First, Scott, THANK YOU for pledging.
Keystone Progress is a small organization that was started in a windowless meeting room at Netroots Nation in Pittsburgh in 2009, and there were maybe 20 of us in the room. This one guy, Mike Morrell, had reserved the room to try to organize Pennsylvania (a state that, then and now, has a completely dysfunctional Democratic Committee and local groups that would appall the NY Democratic Party). There was a lot of resistance, and the organization had bad growing pains.
A few years later, the organization “got it together” and has grown NOT into any sort of force, but a good, solid organization. It puts on an annual conference every February and it truly works to organize progressives in all corners of the state.

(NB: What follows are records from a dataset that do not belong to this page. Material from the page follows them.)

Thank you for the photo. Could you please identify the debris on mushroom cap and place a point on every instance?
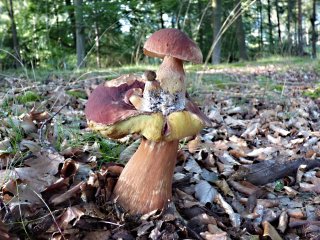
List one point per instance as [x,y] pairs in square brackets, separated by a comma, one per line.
[107,105]
[174,43]
[110,112]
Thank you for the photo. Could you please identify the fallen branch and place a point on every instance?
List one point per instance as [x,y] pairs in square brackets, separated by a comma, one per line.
[271,170]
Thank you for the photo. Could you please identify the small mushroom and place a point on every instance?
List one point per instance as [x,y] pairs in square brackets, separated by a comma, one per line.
[119,108]
[174,47]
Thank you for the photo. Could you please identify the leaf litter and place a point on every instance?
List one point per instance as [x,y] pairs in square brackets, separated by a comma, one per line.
[255,174]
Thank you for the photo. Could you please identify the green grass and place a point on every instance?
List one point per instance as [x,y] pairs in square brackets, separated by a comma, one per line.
[77,94]
[313,93]
[76,138]
[28,96]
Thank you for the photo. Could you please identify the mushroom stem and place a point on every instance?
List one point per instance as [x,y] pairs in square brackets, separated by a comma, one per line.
[145,183]
[171,75]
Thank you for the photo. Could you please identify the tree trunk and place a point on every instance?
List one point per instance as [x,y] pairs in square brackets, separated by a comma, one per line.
[314,33]
[97,42]
[15,39]
[70,11]
[97,34]
[271,48]
[241,38]
[217,13]
[80,44]
[261,25]
[278,22]
[161,16]
[289,9]
[300,33]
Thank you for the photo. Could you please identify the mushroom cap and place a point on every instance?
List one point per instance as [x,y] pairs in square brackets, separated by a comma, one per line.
[172,42]
[108,112]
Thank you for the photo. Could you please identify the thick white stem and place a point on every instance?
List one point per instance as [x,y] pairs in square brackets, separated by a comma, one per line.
[171,75]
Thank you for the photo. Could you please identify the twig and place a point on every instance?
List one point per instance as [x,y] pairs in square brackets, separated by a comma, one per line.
[46,122]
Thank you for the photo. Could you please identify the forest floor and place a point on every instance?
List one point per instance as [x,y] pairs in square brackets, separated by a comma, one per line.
[255,173]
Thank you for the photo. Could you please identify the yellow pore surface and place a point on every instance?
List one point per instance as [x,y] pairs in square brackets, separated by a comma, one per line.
[180,124]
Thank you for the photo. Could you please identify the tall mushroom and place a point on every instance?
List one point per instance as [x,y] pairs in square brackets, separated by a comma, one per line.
[117,109]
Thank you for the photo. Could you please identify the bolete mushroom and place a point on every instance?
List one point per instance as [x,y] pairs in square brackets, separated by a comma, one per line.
[118,108]
[174,47]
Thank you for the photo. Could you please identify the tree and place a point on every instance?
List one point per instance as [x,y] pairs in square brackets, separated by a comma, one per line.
[314,33]
[300,33]
[289,17]
[80,43]
[217,12]
[15,39]
[271,47]
[260,25]
[278,21]
[241,38]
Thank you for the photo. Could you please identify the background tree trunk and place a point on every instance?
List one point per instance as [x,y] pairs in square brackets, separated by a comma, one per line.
[217,13]
[289,17]
[314,33]
[261,25]
[271,47]
[80,44]
[241,38]
[15,39]
[278,21]
[70,10]
[97,34]
[300,33]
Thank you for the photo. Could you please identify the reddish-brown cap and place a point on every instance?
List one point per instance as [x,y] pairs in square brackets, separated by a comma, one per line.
[107,105]
[172,42]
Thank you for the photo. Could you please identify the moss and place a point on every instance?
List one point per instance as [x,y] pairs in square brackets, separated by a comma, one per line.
[312,93]
[77,94]
[28,96]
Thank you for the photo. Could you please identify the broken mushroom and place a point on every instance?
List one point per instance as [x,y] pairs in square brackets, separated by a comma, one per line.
[119,108]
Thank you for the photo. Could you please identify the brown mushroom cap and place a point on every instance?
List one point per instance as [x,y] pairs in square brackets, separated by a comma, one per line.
[172,42]
[109,112]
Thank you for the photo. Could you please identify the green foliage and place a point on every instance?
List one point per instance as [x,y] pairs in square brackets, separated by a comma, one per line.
[279,185]
[77,94]
[313,93]
[28,96]
[46,30]
[71,136]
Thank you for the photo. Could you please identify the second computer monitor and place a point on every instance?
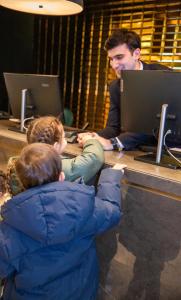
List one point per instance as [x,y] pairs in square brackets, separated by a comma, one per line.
[142,95]
[43,94]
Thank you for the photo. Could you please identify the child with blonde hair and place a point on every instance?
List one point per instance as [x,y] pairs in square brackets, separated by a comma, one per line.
[47,232]
[49,130]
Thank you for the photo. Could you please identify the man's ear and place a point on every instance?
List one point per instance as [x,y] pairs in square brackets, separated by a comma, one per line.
[62,176]
[137,53]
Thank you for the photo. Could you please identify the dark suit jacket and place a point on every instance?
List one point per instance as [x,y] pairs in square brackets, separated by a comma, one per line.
[128,139]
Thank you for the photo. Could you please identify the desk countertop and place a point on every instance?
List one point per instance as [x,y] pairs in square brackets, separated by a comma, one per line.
[146,171]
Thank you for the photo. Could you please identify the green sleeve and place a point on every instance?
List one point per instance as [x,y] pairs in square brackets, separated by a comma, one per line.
[14,184]
[85,165]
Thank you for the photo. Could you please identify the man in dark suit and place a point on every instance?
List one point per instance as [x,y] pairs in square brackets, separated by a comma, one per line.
[123,48]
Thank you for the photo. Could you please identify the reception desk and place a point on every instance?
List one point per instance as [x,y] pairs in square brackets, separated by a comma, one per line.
[140,258]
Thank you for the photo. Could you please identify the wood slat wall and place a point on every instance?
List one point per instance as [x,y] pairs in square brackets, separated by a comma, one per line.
[73,48]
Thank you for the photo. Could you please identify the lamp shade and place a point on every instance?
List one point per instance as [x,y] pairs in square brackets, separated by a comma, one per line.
[45,7]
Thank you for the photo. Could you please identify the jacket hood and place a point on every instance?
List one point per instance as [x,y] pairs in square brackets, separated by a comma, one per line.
[52,213]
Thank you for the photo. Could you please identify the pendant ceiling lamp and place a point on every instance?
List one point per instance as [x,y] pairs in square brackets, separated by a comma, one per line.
[45,7]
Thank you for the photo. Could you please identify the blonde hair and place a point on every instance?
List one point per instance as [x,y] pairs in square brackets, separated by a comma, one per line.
[46,130]
[3,182]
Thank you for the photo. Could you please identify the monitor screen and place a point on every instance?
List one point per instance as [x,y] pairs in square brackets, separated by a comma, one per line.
[43,96]
[142,96]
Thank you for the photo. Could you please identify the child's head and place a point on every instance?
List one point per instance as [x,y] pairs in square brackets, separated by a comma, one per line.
[39,164]
[3,183]
[48,130]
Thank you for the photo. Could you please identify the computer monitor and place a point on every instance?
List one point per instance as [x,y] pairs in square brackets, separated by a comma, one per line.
[34,95]
[142,95]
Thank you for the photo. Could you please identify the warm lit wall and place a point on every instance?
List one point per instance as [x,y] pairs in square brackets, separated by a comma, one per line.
[73,47]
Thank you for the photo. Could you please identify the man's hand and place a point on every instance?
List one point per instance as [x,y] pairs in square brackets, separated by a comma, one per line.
[106,144]
[119,166]
[83,137]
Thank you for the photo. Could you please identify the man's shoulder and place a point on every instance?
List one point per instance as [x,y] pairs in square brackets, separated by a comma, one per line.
[154,66]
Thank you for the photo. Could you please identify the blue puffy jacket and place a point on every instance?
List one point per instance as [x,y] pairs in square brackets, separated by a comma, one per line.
[47,247]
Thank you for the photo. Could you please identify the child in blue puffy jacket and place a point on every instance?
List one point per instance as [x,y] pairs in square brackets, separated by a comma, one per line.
[47,232]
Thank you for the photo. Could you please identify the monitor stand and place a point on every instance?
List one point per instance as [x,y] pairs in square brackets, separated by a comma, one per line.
[160,158]
[21,128]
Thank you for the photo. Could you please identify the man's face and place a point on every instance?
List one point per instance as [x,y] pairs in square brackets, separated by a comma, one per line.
[121,58]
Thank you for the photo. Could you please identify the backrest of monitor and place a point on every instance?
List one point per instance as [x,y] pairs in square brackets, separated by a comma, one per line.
[142,96]
[44,94]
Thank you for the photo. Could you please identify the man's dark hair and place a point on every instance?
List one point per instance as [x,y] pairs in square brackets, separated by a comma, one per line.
[123,36]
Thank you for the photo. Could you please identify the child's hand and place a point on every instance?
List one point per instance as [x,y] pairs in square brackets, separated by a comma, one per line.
[119,166]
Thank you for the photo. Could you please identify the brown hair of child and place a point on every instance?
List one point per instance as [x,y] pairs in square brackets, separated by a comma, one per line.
[38,164]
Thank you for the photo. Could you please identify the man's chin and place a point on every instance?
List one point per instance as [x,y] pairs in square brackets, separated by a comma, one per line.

I’m sure that you’re right about why they want an email address, although also to announce how to sign the registry once it launches. email addresses are pretty standard for all the petitions: at Change.org, etc. I go to the conference most years, and I’m on their mailing list, although I’m no longer a dues-paying member (although I may rejoin, I’ve been rejoining and financially supporting a lot of organizations in the past two weeks). I get limited email from them, and to the best of my knowledge they haven’t sold me yet….
I sometimes use this hack if I suspect I’m going to get sold… http://lifehacker.com/215174/figure-out-whos-selling-your-email-address
But I promise to bring it up at the conference, which is next February.